I sat down to talk with a young couple with three kids about personal finance.  This taxes me, because I’m not a financial planner.  I can remember most but not all of the rules on the taxation of various investments.

But this is the way that I handled it:

Do you have your risks covered?

  • Life insurance on the husband, because the wife stays at home with the kids.  Bright lady, highly employable, but she wants to raise the kids.  Not enough insurance for this family.
  • Disability insurance — covered by his employer.
  • Health insurance — ditto.
  • P&C insurance for cars and house — difficult to avoid, but wise to check.

Do you have a buffer built of 3-6 months of expenses?

Remember my stoplight rule:

  • Less than 3 months expenses in the savings fund? Red light. Defer all discretionary expenditures.
  • 3-6 months expenses in the savings fund? Yellow light. Some discretionary expenditures allowed, so long as you don’t dip back into the red light zone.
  • More than 6 months expenses in the savings fund? Green light. Discretionary expenditures allowed, so long as you don’t dip back into the red light zone.

When my friends asked me how to define a month of expenses, I said take half of your discretionary expenses over a year, add it to your non-discretionary expenses, and divide by 12.  In this case, it revealed that they weren’t tracking their income and expenses, and so I suggested getting Quicken.
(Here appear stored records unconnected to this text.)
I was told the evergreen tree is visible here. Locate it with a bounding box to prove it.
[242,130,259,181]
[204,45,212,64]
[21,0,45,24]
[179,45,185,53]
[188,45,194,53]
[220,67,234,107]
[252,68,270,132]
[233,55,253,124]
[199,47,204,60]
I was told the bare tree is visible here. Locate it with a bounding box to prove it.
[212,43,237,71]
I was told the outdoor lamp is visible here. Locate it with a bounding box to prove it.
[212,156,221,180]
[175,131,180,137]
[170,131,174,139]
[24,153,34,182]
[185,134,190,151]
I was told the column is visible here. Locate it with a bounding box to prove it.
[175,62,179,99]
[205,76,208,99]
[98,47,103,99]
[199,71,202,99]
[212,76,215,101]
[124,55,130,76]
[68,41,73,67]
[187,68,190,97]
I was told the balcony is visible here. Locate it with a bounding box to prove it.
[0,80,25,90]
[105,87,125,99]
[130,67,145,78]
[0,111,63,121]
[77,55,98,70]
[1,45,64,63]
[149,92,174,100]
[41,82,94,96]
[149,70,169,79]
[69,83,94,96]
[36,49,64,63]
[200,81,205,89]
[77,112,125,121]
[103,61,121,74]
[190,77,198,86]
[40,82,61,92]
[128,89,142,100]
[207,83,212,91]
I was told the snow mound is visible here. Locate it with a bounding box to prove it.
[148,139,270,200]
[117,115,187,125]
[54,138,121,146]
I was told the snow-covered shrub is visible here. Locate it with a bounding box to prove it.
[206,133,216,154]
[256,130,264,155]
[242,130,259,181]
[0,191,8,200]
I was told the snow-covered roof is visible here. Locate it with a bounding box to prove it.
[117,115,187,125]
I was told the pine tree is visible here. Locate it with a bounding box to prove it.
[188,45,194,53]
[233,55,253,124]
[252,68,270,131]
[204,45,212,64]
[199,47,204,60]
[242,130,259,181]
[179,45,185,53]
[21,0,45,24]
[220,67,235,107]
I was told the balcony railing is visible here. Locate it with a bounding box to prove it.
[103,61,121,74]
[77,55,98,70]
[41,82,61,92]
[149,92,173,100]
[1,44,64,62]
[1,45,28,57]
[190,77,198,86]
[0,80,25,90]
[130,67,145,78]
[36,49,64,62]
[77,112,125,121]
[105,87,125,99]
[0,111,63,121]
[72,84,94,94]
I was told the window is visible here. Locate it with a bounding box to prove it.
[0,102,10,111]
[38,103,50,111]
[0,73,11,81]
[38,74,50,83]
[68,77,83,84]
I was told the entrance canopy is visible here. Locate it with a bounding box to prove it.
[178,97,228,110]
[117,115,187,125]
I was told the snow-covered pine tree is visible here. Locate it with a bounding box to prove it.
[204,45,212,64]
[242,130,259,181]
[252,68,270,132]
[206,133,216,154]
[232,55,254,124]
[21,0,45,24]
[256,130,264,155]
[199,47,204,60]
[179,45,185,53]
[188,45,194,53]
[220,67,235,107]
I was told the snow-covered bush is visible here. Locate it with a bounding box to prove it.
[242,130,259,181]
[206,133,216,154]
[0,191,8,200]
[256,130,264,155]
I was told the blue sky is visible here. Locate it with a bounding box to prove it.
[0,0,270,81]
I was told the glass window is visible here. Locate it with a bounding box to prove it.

They need to build the buffer.

After the buffer comes expenditures that improve life, or reduce long-term costs.  Use cash payment to get discounts.

After that, invest the excess.  50-50 stocks and bonds in index funds is an excellent start, with annual rebalancing. Or 25-25-25-25 cash-gold-stocks-bonds works really well across a wide number of economic environments.

The most important thing is to spend less than you earn, build the buffer, and then invest, or reduce debt, whichever is more promising.  How you invest is secondary.  The first priority is to be wise with your spending money, and then, save.  Especially in a low interest rate environment, the biggest benefit of saving is saving, and not what you earn.

One more note: there are two ways to make sure you spend less than you earn.  The first way is to budget strictly.  The second is to make sure your cash balance grows over every six months.  The latter has been my way.  It is more flexible, but it requires that people have limited desires, viewing spending as a necessary evil at best.